Think I'm gonna head out on saturday morning, launch at maple grove and head upstream. I have never fished the grand or been on the water fom this launch, anyone ever fish this stretch? Any advice?


----------



## BRAD10281 (May 2, 2006)

How was the fishing? I've only fished from shore there once but didn't get anything. I plan to take the kayak up it this year and try again.

posted using Outdoor Hub Campfire


----------



## kindone (Aug 17, 2011)

I launched and went upstream about 50 yards and couldn't go any further due to a blown down tree crossing the whole river,a small saw would have solved the problem if I had brought one but didn't. I fished downstream of the launch as well but didn't want to go too far. This stretch doesnt look like it gets used by too many boats with outboards. I retrieved 8 lures all in good shape from the trees overhanging the river, mostly jerkbaits and a couple of crankbaits.
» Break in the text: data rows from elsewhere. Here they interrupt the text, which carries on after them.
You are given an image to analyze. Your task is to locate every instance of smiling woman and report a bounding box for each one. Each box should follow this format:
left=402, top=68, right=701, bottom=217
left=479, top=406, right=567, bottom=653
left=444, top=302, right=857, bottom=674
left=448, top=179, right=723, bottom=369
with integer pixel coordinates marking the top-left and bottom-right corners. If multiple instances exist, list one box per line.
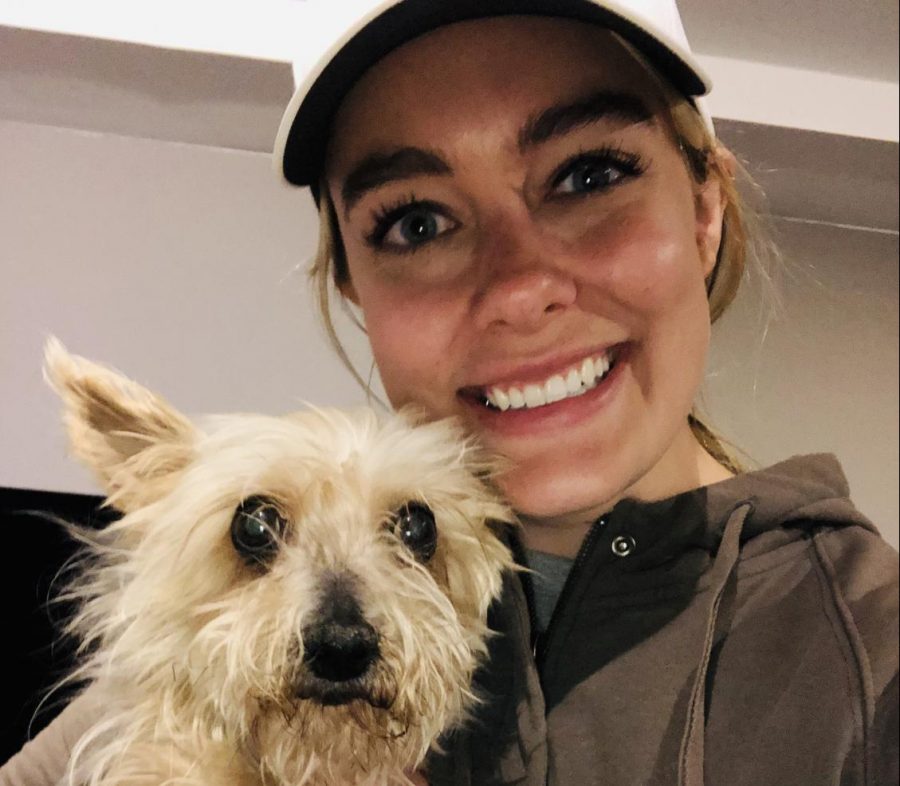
left=1, top=1, right=897, bottom=785
left=293, top=5, right=896, bottom=785
left=316, top=18, right=746, bottom=558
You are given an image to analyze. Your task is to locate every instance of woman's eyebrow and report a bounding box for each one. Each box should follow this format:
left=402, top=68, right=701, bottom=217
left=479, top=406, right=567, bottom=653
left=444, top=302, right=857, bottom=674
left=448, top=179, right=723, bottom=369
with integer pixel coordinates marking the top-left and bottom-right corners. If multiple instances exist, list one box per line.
left=339, top=92, right=652, bottom=213
left=518, top=90, right=654, bottom=150
left=341, top=148, right=451, bottom=213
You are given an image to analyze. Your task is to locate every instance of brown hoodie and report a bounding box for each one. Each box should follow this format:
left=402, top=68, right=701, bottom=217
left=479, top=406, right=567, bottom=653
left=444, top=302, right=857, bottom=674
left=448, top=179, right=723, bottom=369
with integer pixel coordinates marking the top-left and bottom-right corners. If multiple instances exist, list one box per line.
left=426, top=454, right=899, bottom=786
left=2, top=455, right=897, bottom=786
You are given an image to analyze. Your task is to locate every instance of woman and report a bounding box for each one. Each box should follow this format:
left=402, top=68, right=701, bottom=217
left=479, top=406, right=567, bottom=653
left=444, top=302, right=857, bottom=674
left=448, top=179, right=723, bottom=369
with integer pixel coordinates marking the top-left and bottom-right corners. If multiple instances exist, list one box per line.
left=3, top=1, right=897, bottom=784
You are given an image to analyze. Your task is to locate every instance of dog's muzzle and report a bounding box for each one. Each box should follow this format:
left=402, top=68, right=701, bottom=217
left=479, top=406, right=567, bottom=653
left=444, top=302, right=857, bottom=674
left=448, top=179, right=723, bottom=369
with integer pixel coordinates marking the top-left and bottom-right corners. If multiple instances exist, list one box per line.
left=296, top=578, right=383, bottom=706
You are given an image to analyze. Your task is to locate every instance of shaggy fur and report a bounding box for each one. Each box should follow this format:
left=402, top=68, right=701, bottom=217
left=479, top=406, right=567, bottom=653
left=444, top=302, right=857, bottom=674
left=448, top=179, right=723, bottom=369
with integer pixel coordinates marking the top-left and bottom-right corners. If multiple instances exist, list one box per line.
left=43, top=338, right=515, bottom=786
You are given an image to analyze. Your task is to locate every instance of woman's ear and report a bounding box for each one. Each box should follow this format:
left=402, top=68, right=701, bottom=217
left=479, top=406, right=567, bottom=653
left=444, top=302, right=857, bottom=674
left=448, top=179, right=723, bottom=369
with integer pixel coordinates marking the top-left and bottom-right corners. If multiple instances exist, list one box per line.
left=694, top=146, right=736, bottom=278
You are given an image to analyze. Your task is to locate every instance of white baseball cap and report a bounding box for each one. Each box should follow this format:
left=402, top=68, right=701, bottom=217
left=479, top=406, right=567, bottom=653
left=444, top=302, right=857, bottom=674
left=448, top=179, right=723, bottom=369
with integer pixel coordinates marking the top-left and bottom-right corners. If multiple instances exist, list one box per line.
left=274, top=0, right=711, bottom=189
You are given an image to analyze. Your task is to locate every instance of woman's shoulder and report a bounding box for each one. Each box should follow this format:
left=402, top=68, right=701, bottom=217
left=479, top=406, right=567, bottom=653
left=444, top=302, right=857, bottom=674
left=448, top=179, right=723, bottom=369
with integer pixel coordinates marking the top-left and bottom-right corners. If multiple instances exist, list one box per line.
left=748, top=452, right=897, bottom=635
left=712, top=452, right=891, bottom=547
left=721, top=452, right=897, bottom=671
left=811, top=522, right=899, bottom=783
left=812, top=517, right=898, bottom=677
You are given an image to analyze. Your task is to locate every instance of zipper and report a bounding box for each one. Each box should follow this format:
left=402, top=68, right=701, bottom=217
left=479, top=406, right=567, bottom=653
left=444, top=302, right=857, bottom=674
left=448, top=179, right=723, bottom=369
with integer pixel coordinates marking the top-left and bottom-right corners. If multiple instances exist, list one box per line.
left=506, top=530, right=541, bottom=653
left=533, top=514, right=608, bottom=671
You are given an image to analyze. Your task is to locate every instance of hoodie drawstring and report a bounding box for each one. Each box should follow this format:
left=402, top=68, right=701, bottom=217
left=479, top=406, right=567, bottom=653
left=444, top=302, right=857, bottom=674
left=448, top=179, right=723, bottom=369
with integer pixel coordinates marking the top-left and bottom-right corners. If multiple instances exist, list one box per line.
left=678, top=503, right=752, bottom=786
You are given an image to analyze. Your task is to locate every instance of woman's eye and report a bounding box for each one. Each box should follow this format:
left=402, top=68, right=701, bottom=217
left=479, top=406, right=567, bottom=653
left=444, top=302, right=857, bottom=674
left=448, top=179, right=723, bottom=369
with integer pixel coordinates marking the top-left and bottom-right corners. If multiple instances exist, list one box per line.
left=369, top=201, right=457, bottom=251
left=551, top=150, right=644, bottom=197
left=556, top=161, right=623, bottom=194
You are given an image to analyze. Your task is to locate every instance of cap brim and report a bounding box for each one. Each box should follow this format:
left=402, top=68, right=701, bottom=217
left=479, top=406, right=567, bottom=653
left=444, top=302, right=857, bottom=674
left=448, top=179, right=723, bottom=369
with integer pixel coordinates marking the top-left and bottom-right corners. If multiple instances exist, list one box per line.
left=276, top=0, right=710, bottom=188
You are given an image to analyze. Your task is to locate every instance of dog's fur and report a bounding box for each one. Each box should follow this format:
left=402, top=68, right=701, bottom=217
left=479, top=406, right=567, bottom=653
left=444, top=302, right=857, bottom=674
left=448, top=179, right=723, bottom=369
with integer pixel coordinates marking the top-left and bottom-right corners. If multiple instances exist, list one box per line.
left=44, top=339, right=514, bottom=786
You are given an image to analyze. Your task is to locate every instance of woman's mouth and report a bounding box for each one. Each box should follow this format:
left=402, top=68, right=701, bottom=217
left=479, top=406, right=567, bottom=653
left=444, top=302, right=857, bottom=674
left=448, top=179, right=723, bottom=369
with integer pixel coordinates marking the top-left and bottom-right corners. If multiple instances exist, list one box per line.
left=462, top=345, right=624, bottom=413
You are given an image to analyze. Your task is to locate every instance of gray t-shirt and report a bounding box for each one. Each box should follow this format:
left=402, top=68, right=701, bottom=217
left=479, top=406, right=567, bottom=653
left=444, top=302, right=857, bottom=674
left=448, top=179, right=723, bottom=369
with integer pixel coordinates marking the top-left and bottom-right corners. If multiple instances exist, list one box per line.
left=523, top=549, right=574, bottom=633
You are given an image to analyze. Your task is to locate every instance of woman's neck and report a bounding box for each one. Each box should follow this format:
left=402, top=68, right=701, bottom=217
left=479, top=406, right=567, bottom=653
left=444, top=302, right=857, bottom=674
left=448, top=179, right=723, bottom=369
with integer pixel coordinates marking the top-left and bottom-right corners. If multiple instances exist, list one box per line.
left=518, top=427, right=735, bottom=558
I was out for about an hour and a half and had no bites but got a chance to find out the problems I have with the boat and motor and start fixin em.


----------



## scooter_trasher (Sep 19, 2005)

I'll be needing those lures back, they weren't lost, I was bank-lining for flying carp.


----------



## Swampbuckster (Nov 28, 2010)

scooter_trasher said:


> I'll be needing those lures back, they weren't lost, I was bank-lining for flying carp.


:lol:


----------



## hplayer13 (Nov 3, 2008)

What are you guys fishing for in the grand mainly?


Posted using Outdoor Hub Campfire


----------



## kindone (Aug 17, 2011)

Depends on where your at on the grand, smallies,walleye, and northerns in this area.


----------



## scooter_trasher (Sep 19, 2005)

kindone said:


> Depends on where your at on the grand, smallies,walleye, and northerns in this area.


 those are all closed untill april 27


----------



## kindone (Aug 17, 2011)

2 out of 3 were open when this thread was started, don't you have anything better to do scooter boy?


----------



## scooter_trasher (Sep 19, 2005)

kindone said:


> 2 out of 3 were open when this thread was started, don't you have anything better to do scooter boy?


 Slow down, no one accused you of fishing out of season, I was just passing on info, some people get confused by the dates, if you were offended by that please pardon me, I'll try to remember not to clutter up your threads by posting on them in the future.


----------